As you’ve already noticed we’ve used strange lock and unlock macros there. That’s because we’ll also be counting overall mmap blocks in mmap_size variable purely for statistical purposes. However since malloc function can be called from different threads simultaneously we need a way to synchronize modifications to this variable. And not only this variable can be modified simultaneously. Unfortunately as we are striving for most efficiency we can’t use immutable data structures for freelist and we need a way to concurrently modify it so that in the end all modifications would be consistent. Let’s use atomic spinlock for all our concurrency needs. For a description of what atomic spinlock is try reading Marek’s Reinventing Spinlocks as the code below was shamelessly copied from there. Also instead of simple freelist we could use lock-free doubly linked list data structure but since we are focusing our efforts on memory allocation I won’t describe it in here.

// locking
volatile bool locked = 0;

static inline void spinlock(){
    if (!__sync_bool_compare_and_swap(&locked, 0, 1)){
        int i = 0;
        do {
            if (__sync_bool_compare_and_swap(&locked, 0, 1))
                break;
            else{
                if(i == 10){
                    i = 0;
                    sched_yield();
                }else
                    ++i;
            }
        } while (1);
    }
}

#define lock spinlock();

#define unlock \
    __asm__ __volatile__ ("" ::: "memory"); \
    locked = 0;

Let’s continue our effort with malloc function. Now we need to handle blocks with size less than MMAP_SIZE

    lock
    // find free memory block
    memory_block* block = find_suitable_block(ns);
    if(block != null){
        unlock
        // shift pointer into data block pointer
        return block_data(block);
    }

In order to find suitable block from memory list we’ll just look through it.

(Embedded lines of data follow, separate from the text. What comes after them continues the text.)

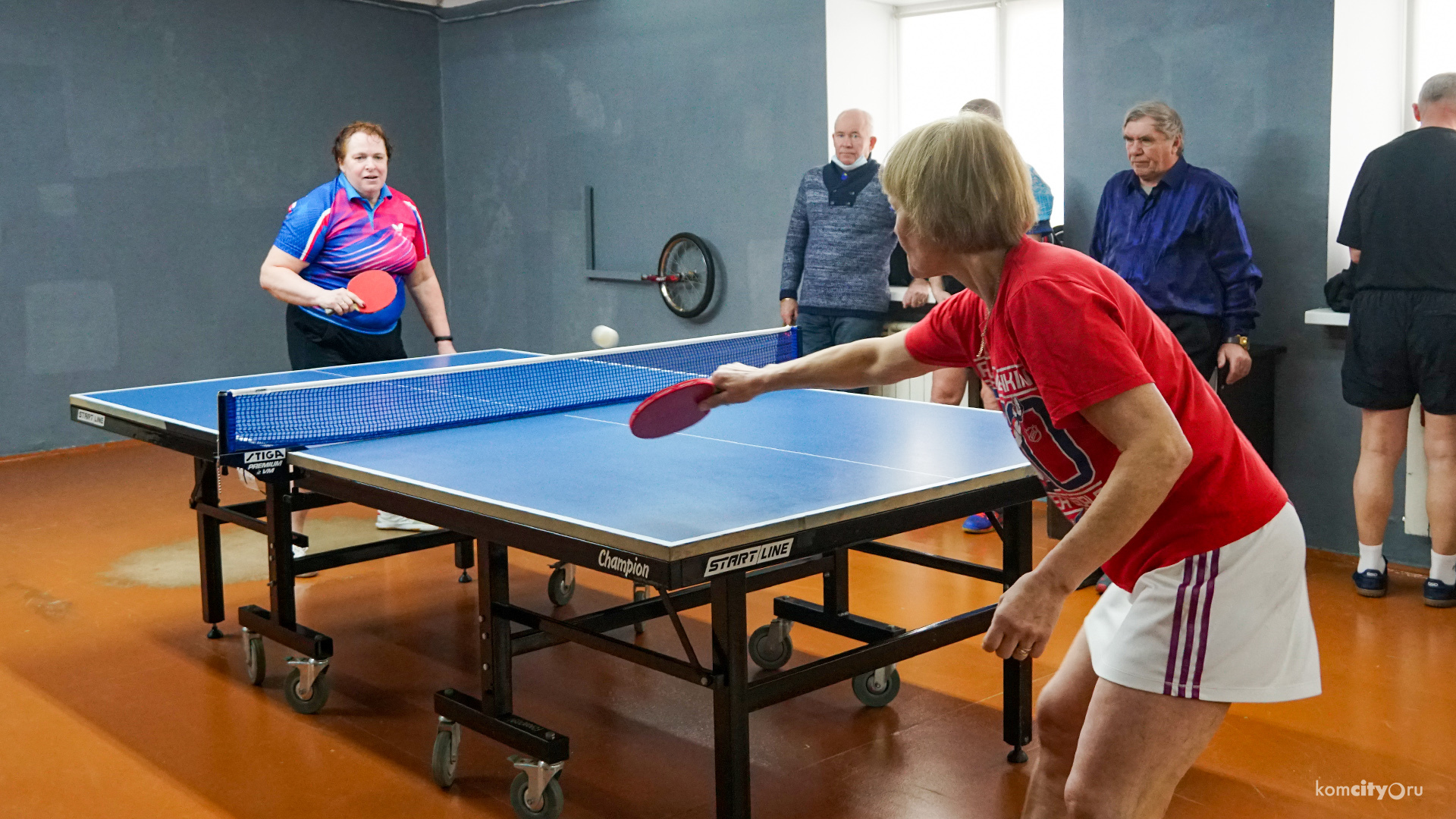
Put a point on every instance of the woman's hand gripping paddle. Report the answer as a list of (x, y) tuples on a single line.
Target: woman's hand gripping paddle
[(375, 287)]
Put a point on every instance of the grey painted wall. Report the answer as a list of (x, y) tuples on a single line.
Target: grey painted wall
[(150, 152), (691, 115), (1251, 80)]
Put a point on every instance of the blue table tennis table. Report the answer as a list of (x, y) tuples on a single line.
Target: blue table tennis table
[(752, 497)]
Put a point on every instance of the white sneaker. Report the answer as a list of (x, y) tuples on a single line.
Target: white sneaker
[(388, 521), (299, 551)]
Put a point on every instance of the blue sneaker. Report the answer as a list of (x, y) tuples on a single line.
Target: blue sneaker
[(977, 525), (1439, 595), (1370, 583)]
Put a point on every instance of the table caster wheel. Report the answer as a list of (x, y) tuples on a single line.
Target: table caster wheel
[(561, 586), (310, 704), (446, 754), (255, 657), (552, 799), (877, 689), (638, 595), (769, 651)]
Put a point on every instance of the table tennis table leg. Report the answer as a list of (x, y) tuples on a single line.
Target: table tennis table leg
[(280, 553), (209, 544), (1017, 675), (465, 558), (731, 695), (836, 583), (495, 635)]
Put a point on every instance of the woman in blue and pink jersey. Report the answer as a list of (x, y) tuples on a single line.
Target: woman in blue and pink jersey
[(340, 229), (1131, 444)]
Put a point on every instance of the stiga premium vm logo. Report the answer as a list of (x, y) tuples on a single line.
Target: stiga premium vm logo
[(753, 556), (264, 461)]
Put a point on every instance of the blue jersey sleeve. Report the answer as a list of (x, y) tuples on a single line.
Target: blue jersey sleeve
[(306, 224)]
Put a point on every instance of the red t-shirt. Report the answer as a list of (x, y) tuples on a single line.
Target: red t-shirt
[(1068, 333)]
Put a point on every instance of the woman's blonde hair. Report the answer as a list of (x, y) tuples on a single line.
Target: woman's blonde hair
[(962, 184)]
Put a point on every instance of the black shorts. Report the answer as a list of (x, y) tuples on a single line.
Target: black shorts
[(1401, 344), (315, 343), (1199, 335)]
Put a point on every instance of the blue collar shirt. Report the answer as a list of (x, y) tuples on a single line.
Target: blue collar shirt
[(1181, 246)]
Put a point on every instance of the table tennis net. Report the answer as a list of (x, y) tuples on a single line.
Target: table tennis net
[(453, 397)]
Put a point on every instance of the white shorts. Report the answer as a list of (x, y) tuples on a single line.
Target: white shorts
[(1229, 626)]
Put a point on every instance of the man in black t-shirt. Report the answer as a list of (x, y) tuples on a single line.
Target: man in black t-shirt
[(1401, 229)]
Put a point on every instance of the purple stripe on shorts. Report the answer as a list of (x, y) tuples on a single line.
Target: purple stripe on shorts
[(1193, 618), (1203, 629), (1172, 642)]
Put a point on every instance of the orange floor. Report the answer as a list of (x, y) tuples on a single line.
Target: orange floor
[(112, 703)]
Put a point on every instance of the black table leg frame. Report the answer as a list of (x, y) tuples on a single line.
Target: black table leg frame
[(734, 694)]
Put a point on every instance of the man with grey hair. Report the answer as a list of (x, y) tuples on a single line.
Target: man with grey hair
[(1401, 229), (1175, 234), (836, 260)]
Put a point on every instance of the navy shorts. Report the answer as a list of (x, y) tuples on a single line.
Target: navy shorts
[(1401, 344), (315, 343)]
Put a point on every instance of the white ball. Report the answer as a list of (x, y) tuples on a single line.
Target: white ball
[(603, 335)]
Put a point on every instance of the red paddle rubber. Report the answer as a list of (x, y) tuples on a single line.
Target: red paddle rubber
[(376, 287), (670, 410)]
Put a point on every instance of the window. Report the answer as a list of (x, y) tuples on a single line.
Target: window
[(1383, 52), (916, 61)]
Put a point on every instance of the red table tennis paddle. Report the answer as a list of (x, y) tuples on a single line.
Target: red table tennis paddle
[(672, 410), (376, 287)]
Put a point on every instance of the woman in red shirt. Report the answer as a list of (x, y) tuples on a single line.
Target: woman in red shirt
[(1207, 557)]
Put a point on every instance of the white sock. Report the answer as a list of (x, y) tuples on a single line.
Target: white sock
[(1443, 567), (1370, 557)]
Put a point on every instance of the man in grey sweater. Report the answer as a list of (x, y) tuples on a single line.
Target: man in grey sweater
[(836, 259)]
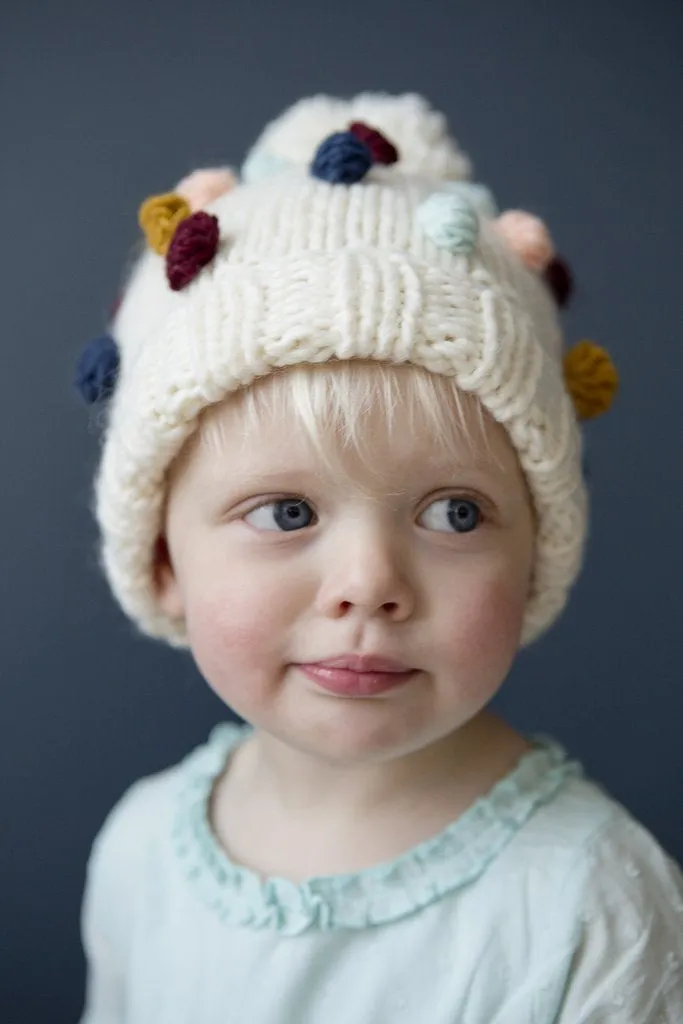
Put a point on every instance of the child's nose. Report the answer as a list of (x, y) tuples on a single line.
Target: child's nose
[(367, 574)]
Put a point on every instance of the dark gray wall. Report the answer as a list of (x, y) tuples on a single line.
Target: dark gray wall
[(569, 110)]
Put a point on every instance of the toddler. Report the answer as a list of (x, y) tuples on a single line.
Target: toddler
[(342, 466)]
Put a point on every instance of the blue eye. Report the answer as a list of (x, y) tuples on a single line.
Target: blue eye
[(288, 514), (449, 514)]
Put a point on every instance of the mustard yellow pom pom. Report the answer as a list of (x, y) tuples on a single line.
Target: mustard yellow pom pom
[(591, 379), (159, 216)]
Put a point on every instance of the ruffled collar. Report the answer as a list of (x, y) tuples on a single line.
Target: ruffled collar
[(376, 895)]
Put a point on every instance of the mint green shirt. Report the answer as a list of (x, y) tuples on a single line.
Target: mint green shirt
[(546, 901)]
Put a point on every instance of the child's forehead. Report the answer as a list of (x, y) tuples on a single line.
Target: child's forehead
[(232, 441)]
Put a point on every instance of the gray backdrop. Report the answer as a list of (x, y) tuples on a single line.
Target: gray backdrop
[(571, 111)]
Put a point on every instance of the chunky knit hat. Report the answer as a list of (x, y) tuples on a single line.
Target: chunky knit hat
[(353, 231)]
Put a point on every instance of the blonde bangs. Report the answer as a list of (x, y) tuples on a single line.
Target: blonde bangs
[(332, 402)]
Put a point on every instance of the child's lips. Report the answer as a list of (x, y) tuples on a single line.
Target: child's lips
[(357, 676)]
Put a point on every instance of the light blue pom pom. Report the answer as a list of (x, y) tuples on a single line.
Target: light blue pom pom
[(261, 164), (451, 221)]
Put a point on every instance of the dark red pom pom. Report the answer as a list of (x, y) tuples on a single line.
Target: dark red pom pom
[(559, 280), (194, 245), (382, 150)]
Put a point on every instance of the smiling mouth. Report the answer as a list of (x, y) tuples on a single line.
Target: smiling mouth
[(350, 682)]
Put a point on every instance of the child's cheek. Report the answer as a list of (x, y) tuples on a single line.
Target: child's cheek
[(486, 625), (230, 640)]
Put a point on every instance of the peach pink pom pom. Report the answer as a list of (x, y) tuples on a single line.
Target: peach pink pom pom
[(203, 186), (528, 237)]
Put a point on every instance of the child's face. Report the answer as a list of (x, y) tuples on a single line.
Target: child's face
[(377, 562)]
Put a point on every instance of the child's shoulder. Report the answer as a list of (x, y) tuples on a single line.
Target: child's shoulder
[(144, 810), (586, 833)]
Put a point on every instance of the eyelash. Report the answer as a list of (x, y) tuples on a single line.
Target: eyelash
[(477, 502)]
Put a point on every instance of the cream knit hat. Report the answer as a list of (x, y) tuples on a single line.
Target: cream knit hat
[(353, 232)]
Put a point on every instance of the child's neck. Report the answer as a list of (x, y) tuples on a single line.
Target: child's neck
[(281, 812)]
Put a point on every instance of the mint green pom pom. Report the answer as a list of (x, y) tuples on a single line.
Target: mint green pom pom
[(451, 221), (480, 197)]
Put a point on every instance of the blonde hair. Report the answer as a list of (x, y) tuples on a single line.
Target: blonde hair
[(331, 402)]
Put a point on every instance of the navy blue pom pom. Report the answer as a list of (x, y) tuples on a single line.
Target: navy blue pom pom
[(97, 369), (342, 159)]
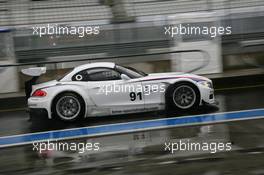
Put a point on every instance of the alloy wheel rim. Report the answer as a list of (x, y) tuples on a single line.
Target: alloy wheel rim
[(68, 107)]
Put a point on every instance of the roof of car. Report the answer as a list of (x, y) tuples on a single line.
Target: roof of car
[(94, 65)]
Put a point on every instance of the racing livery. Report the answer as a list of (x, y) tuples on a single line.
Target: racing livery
[(105, 88)]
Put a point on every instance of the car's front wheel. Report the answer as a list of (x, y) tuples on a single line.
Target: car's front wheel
[(68, 107), (183, 96)]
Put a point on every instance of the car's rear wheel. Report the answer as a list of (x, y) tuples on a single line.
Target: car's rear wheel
[(68, 107), (183, 96)]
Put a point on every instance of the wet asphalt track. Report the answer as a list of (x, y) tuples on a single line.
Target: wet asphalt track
[(145, 150)]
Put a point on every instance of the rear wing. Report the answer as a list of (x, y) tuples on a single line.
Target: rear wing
[(34, 71)]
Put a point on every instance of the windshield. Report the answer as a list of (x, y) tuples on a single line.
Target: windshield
[(131, 72), (61, 76)]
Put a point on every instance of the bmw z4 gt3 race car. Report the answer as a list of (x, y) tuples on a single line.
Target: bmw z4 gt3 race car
[(105, 88)]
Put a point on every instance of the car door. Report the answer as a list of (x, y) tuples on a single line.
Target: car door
[(111, 94), (154, 95)]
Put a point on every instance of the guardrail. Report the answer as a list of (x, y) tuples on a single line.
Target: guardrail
[(205, 62)]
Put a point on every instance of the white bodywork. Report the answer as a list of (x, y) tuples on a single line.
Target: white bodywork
[(112, 103)]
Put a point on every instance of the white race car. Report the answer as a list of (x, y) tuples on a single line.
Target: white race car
[(104, 88)]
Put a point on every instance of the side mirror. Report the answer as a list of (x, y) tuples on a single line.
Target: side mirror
[(124, 77), (34, 71)]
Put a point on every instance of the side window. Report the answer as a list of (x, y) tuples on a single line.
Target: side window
[(98, 74)]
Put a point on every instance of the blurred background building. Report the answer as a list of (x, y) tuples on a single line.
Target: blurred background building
[(129, 27)]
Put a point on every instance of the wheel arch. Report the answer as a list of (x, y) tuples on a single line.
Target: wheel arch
[(187, 81), (68, 91)]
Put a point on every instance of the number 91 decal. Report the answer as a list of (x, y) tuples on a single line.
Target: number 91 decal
[(134, 96)]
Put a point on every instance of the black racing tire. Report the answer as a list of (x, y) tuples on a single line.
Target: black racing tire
[(182, 91), (68, 107)]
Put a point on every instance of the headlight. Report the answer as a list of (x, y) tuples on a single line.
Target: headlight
[(206, 84)]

// find suitable memory block for size s
static inline memory_block* find_suitable_block(size_t ns){

    memory_block* b = freelist_start;
    while(b != freelist_end){
        if(b->size >= ns){
            return split_memory_block(b,ns);
        }
        b = b->next;
    }

    return null;
}

Now what if block is sufficient for our needs. We need to split it or return it whole if it’s needed entirely. The half left will be added back to freelist if remainder is more than or equals MIN_BLOCK_SIZE since there is no way we could add a block with less size.

// split memory block into 2 pieces one of size s and the other is remainder e.g. memory_block_size-s
// if remainder is less than MIN_BLOCK_SIZE we just take whole block
static inline memory_block* split_memory_block(memory_block* b, size_t s){
    size_t remainder = b->size - s;
    if(remainder >= MIN_BLOCK_SIZE){
        memory_block* nb = shift_block_ptr(b,s);
        nb->size = remainder;
        block_replace(b,nb);
        b->size = s;
    }else{
        block_unlink(b);
    }
    return b;
}

But wait, what if there are no free memory blocks? Let’s allocate some memory from heap using sbrk syscall. Now the difference with sbrk versus mmap is that sbrk allocates continuous virtual memory or simply speaking grows heap outward (note: stack grows inward and heap outward so when those two meet each other ka-boom!). For those of you who don’t know what heap is try reading this. Unfortunately sbrk is slower than mmap performance-wise, but we need a specific property of memory allocated using sbrk so we’ll be using it exclusively for that. Each newly allocated block has higher memory address than previous one and both of them are adjacent. We’ll use this property to always have a sorted freelist in order to connect adjacent memory blocks more easily and quicker. This is our way to fight memory fragmentation. Also in order to minimize number of sbrk calls we’ll allocate memory by larger chunks specified in ALLOC_SIZE instead of just number of pages we need.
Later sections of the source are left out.